*This notebook needs some additional packages that are not installed in the default python environment at CIP (they are if you used `requirements.txt` or run this notebook on binder). The following cell should make sure to install them: (let us know if there are problems)*

In [None]:
import sys
import site

if "/software/opt" in sys.executable:
    # if in python environment at CIP install into user directory
    !pip install --user awkward uproot vector
    # give user directory priority
    sys.path.insert(0, site.getusersitepackages())
else:
    # otherwise just install the packages
    !pip install awkward uproot vector

# Awkward arrays

Numpy and pandas have one limitation: All data has to come in tabular form. However, sometimes you might encounter situations where you have lists of lists (of variable length), nested records, different types in the same list and potentially missing entries.

Things like this are very common in data analysis for particles physics where data schematically often looks like this:

![image.png](attachment:image.png)

(image taken from a [tutorial from Jim Pivarski](https://github.com/jpivarski-talks/2020-07-13-pyhep2020-tutorial))

The numbers on top represent indices of collision events, the blue bars fixed quantities stored for each event and the other colorful boxes objects with variable length for each event. E.g. one event can have an arbitrary number of reconstructed particles of different type.

Dealing with this in pandas/numpy means working with multiple arrays and tables and doing many different operations for joining/grouping etc.

That's where awkward array comes into play to make our lives easier and allow for efficient processing of such data. For more information, see

http://awkward-array.org

https://github.com/scikit-hep/awkward-1.0#papers-and-talks-about-awkward-array

In [None]:
import awkward as ak
import numpy as np

import matplotlib.pyplot as plt

We can have nested lists ("jagged arrays") of variable length:

In [None]:
ak.Array([[1, 2, 3], [4], [], [5, 6, 7]])

In [None]:
ak.Array([[[1], [2, 3]], [[], [], [4, 5]]])

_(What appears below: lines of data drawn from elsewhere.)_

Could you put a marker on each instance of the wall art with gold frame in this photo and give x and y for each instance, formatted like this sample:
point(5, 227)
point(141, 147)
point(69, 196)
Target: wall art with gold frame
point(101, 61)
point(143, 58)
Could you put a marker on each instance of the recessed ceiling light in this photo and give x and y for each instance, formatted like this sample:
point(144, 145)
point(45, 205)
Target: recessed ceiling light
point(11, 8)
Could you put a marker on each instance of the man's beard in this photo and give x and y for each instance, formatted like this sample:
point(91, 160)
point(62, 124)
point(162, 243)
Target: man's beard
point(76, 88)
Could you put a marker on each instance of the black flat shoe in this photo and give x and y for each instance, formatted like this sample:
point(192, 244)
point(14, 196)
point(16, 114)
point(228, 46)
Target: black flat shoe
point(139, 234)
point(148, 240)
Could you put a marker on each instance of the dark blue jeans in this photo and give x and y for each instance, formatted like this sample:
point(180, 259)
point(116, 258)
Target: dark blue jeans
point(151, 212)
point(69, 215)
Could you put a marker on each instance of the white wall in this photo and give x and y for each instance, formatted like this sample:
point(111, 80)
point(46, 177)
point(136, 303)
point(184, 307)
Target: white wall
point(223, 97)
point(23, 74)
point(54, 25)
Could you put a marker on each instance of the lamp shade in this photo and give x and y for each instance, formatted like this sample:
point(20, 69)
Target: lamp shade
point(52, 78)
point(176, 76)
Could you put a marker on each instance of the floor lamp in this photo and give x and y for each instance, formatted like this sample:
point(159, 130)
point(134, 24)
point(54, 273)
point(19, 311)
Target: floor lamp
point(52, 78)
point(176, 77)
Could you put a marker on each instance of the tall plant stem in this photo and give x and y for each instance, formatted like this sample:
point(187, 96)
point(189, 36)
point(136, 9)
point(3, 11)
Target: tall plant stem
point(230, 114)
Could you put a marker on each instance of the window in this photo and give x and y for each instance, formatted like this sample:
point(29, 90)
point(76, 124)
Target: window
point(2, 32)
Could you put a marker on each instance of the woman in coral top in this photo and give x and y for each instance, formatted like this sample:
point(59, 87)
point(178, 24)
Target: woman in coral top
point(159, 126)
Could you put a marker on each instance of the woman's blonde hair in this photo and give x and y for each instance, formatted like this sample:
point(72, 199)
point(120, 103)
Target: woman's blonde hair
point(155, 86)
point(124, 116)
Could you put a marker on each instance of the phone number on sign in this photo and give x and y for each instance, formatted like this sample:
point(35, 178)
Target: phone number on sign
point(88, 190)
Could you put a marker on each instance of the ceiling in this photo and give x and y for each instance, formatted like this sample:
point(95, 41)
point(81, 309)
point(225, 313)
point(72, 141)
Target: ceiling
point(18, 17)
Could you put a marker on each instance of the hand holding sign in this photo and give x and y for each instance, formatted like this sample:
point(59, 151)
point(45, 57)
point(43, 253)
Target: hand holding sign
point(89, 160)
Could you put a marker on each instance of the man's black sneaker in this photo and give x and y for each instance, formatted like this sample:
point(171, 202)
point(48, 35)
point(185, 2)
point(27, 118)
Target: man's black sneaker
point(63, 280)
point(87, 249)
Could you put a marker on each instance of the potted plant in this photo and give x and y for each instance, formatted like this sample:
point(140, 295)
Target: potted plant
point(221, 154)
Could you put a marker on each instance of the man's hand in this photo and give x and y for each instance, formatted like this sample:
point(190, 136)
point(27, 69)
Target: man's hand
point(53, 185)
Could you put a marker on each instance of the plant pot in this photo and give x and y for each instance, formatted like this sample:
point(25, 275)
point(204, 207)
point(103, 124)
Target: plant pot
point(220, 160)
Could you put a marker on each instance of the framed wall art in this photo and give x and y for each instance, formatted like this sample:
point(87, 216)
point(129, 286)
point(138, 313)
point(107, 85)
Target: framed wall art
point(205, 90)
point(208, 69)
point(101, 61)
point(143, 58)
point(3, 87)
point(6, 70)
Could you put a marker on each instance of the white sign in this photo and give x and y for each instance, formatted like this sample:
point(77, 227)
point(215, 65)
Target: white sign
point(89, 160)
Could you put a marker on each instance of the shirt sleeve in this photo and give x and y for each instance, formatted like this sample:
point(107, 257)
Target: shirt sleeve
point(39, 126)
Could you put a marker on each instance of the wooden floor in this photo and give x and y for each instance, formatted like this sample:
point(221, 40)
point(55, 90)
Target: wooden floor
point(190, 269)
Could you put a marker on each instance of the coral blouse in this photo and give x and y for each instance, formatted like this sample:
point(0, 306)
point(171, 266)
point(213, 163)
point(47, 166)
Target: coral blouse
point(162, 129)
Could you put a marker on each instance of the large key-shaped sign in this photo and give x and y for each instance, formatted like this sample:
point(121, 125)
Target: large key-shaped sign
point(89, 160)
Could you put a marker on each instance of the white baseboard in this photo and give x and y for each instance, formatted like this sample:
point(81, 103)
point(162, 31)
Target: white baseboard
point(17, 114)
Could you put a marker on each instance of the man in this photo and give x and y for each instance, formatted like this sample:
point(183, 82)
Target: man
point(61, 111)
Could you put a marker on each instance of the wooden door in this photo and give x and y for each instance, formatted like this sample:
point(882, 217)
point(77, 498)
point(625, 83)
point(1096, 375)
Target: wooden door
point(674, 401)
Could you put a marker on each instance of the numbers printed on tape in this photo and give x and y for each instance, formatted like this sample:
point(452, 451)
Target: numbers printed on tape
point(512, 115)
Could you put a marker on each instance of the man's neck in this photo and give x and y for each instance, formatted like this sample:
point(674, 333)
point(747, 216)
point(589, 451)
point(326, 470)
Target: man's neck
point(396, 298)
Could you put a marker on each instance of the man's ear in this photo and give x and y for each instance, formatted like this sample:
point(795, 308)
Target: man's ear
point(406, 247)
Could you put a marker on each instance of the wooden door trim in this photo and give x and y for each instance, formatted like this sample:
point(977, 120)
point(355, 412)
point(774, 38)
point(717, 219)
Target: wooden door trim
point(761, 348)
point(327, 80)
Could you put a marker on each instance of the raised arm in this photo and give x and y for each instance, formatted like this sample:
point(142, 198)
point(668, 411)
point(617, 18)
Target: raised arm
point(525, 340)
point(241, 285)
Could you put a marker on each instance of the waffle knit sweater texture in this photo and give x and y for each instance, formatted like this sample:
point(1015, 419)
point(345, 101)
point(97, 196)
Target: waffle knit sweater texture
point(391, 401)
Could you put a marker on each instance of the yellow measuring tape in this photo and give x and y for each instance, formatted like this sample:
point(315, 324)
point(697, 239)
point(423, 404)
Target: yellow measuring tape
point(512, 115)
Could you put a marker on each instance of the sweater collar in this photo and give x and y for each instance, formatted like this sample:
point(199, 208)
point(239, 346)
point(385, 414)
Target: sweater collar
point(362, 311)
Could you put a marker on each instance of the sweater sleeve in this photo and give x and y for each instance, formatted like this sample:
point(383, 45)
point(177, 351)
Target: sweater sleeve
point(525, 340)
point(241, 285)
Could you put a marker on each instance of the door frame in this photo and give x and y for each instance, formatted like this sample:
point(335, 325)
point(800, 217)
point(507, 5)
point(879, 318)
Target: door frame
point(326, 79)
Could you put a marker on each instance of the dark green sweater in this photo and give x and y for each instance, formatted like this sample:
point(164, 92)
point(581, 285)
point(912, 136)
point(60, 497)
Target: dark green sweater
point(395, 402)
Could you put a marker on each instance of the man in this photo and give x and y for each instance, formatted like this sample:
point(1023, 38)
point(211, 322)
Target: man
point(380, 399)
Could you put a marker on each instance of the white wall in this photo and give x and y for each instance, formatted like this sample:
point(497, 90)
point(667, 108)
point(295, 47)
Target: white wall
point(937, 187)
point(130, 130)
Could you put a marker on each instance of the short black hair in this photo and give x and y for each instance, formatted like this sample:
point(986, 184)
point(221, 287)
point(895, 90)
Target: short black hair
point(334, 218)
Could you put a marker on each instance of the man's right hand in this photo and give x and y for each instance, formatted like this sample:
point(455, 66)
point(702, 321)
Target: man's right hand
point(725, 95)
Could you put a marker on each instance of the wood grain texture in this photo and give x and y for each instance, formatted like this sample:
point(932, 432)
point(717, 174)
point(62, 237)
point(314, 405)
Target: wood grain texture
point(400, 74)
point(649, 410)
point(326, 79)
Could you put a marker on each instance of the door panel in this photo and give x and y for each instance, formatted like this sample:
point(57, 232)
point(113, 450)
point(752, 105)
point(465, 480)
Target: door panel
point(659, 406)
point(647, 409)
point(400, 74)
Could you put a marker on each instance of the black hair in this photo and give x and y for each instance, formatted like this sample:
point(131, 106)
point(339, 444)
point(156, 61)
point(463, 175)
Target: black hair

Records (arrays of structures with multiple named fields, will internally be split into a structure of arrays)

In [None]:
rec = ak.Array([{"a" : 5, "b": 6}, {"a": 7, "b": 8}])
rec

In [None]:
rec.a

In [None]:
rec.b

Missing values

In [None]:
ak.Array([None, 1, 2, 3, None, 4])

Mixed types (unions)

In [None]:
ak.Array([[1, 2], {"a": 4, "b": 5}, 3, None])

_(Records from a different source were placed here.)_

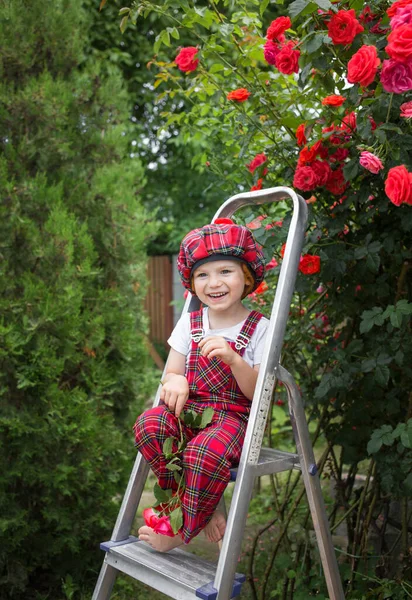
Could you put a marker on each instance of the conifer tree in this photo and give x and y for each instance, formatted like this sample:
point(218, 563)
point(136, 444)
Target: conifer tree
point(72, 351)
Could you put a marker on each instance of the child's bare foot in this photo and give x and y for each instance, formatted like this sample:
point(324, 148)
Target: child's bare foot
point(216, 527)
point(161, 543)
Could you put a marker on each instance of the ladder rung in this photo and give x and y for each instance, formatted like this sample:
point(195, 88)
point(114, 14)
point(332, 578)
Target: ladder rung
point(178, 574)
point(272, 461)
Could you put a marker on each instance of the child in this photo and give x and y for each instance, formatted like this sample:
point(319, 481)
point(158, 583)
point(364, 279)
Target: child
point(213, 362)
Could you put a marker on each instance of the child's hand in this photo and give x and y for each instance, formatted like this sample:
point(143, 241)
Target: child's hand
point(175, 393)
point(216, 346)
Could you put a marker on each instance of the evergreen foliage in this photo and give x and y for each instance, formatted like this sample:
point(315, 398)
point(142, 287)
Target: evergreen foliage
point(72, 330)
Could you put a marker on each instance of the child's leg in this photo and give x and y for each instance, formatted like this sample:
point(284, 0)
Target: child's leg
point(207, 460)
point(151, 429)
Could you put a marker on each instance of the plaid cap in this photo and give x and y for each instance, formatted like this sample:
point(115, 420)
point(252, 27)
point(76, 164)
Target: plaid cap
point(219, 241)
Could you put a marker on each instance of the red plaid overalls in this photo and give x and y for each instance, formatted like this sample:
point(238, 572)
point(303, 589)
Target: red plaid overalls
point(210, 452)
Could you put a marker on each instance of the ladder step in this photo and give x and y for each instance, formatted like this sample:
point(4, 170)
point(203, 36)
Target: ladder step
point(272, 461)
point(178, 574)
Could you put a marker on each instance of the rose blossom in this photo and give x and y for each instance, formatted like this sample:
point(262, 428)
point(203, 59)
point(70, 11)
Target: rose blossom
point(270, 52)
point(277, 27)
point(257, 186)
point(403, 17)
point(396, 77)
point(400, 43)
point(305, 179)
point(398, 185)
point(340, 155)
point(344, 27)
point(300, 134)
point(309, 264)
point(239, 95)
point(322, 171)
point(370, 162)
point(256, 162)
point(307, 155)
point(333, 100)
point(287, 61)
point(393, 9)
point(363, 66)
point(406, 109)
point(185, 59)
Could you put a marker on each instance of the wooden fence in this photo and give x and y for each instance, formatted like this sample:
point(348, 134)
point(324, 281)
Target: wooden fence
point(158, 299)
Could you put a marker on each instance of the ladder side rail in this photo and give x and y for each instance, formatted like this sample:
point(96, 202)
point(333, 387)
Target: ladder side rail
point(265, 383)
point(312, 485)
point(105, 582)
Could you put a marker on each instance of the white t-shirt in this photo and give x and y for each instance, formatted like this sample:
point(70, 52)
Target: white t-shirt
point(181, 341)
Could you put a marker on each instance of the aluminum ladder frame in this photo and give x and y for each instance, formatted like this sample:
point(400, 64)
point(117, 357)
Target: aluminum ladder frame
point(125, 553)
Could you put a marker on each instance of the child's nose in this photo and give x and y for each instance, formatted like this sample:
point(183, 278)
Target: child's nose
point(215, 281)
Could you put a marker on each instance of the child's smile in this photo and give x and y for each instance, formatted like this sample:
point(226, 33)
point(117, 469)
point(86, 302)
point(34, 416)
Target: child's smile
point(219, 284)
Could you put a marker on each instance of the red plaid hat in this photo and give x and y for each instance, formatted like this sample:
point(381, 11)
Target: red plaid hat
point(219, 241)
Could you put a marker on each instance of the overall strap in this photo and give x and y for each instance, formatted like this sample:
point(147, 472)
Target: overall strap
point(196, 326)
point(247, 331)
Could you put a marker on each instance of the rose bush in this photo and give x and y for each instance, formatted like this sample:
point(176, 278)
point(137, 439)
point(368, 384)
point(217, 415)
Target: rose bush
point(349, 334)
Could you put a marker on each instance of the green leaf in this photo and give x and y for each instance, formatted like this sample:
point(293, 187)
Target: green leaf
point(370, 318)
point(408, 482)
point(373, 262)
point(396, 319)
point(296, 7)
point(176, 519)
point(160, 494)
point(351, 169)
point(399, 429)
point(313, 43)
point(207, 416)
point(382, 375)
point(374, 445)
point(404, 307)
point(406, 436)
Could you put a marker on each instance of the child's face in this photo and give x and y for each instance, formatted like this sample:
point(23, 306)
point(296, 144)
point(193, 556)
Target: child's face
point(219, 284)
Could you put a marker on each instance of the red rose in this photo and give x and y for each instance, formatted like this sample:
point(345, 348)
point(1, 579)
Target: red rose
point(349, 123)
point(256, 162)
point(270, 52)
point(309, 264)
point(333, 100)
point(257, 186)
point(300, 135)
point(322, 171)
point(287, 61)
point(336, 183)
point(185, 59)
point(363, 66)
point(398, 185)
point(394, 7)
point(239, 95)
point(340, 155)
point(305, 179)
point(277, 27)
point(400, 43)
point(307, 155)
point(343, 27)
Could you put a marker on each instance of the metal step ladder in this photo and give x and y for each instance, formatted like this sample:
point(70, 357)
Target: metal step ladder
point(179, 574)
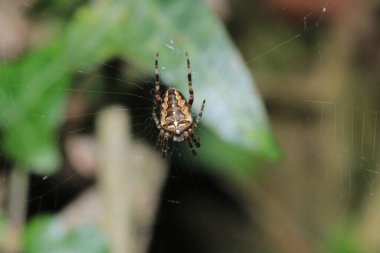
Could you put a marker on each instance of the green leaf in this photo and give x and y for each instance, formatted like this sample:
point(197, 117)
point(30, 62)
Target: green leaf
point(234, 111)
point(49, 234)
point(33, 91)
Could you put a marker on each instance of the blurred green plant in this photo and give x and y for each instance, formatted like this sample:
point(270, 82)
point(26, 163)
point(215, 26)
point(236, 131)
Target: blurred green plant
point(34, 88)
point(49, 234)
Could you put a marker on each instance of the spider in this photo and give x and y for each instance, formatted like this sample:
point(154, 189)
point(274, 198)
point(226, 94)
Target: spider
point(176, 120)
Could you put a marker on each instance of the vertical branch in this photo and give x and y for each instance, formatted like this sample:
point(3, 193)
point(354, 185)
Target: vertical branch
point(16, 210)
point(130, 178)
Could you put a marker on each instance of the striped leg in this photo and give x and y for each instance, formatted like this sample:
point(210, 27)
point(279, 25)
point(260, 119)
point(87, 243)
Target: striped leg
point(199, 115)
point(188, 140)
point(194, 138)
point(191, 99)
point(157, 82)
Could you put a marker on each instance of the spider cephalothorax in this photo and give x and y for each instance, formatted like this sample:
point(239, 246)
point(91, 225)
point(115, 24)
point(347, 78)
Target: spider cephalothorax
point(176, 119)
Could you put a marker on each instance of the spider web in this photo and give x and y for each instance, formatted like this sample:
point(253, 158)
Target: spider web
point(330, 143)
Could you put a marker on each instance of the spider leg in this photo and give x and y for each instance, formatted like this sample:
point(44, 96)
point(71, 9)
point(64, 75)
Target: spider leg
point(191, 99)
point(199, 115)
point(165, 143)
point(194, 138)
point(154, 114)
point(157, 82)
point(188, 141)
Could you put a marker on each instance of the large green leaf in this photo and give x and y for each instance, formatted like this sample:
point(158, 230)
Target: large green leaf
point(33, 91)
point(137, 29)
point(49, 234)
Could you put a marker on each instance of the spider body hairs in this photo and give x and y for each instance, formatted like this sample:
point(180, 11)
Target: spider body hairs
point(176, 120)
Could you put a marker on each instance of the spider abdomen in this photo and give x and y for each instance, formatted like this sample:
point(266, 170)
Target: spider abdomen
point(175, 113)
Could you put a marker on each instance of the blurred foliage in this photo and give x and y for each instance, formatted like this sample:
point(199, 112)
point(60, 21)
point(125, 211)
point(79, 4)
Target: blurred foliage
point(35, 87)
point(2, 227)
point(49, 234)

And arbitrary combinations of all this ...

Operations work on a per-array basis, very similar to numpy:

In [None]:
a = ak.Array([[1, 2, 3], [4], [], [5, 6, 7]])

In [None]:
a + 1

In [None]:
a ** 2

`numpy ufuncs` broadcast to the elements of awkward arrays:

In [None]:
np.sqrt(a)

Where for nested lists one can use the `axis` parameter in many constellations to do the same thing as for multi-dimensional numpy arrays

In [None]:
ak.sum(a) # sum all elements in the array

In [None]:
ak.sum(a, axis=0) # sum all first elements, all second elements, etc

In [None]:
ak.sum(a, axis=1) # sum all elements for each list

In [None]:
ak.min(a, axis=1) # minimum element in each list

In [None]:
ak.num(a) # length of each list

There are also convenience functions for getting variable length lists back into rectangular numpy arrays, padded to a fixed size, filled with dummy values. This can be useful for e.g. machine learning applications when working with algorithms that expect inputs of fixed size. E.g. if we wanted to have our array lists to have a maximum length of 5 with missing values filled in as -1 we could do:

In [None]:
ak.pad_none(a, 10).tolist()

In [None]:
a_flat = ak.fill_none(ak.pad_none(a, 10), -1)
a_flat

Then you can use `ak.to_numpy` to convert arrays that are compatible with numpy back to numpy arrays:

In [None]:
a_numpy = ak.to_numpy(a_flat)
a_numpy

This works often without copying. That means (although usually not recommended) that you can modify awkward arrays by converting to numpy.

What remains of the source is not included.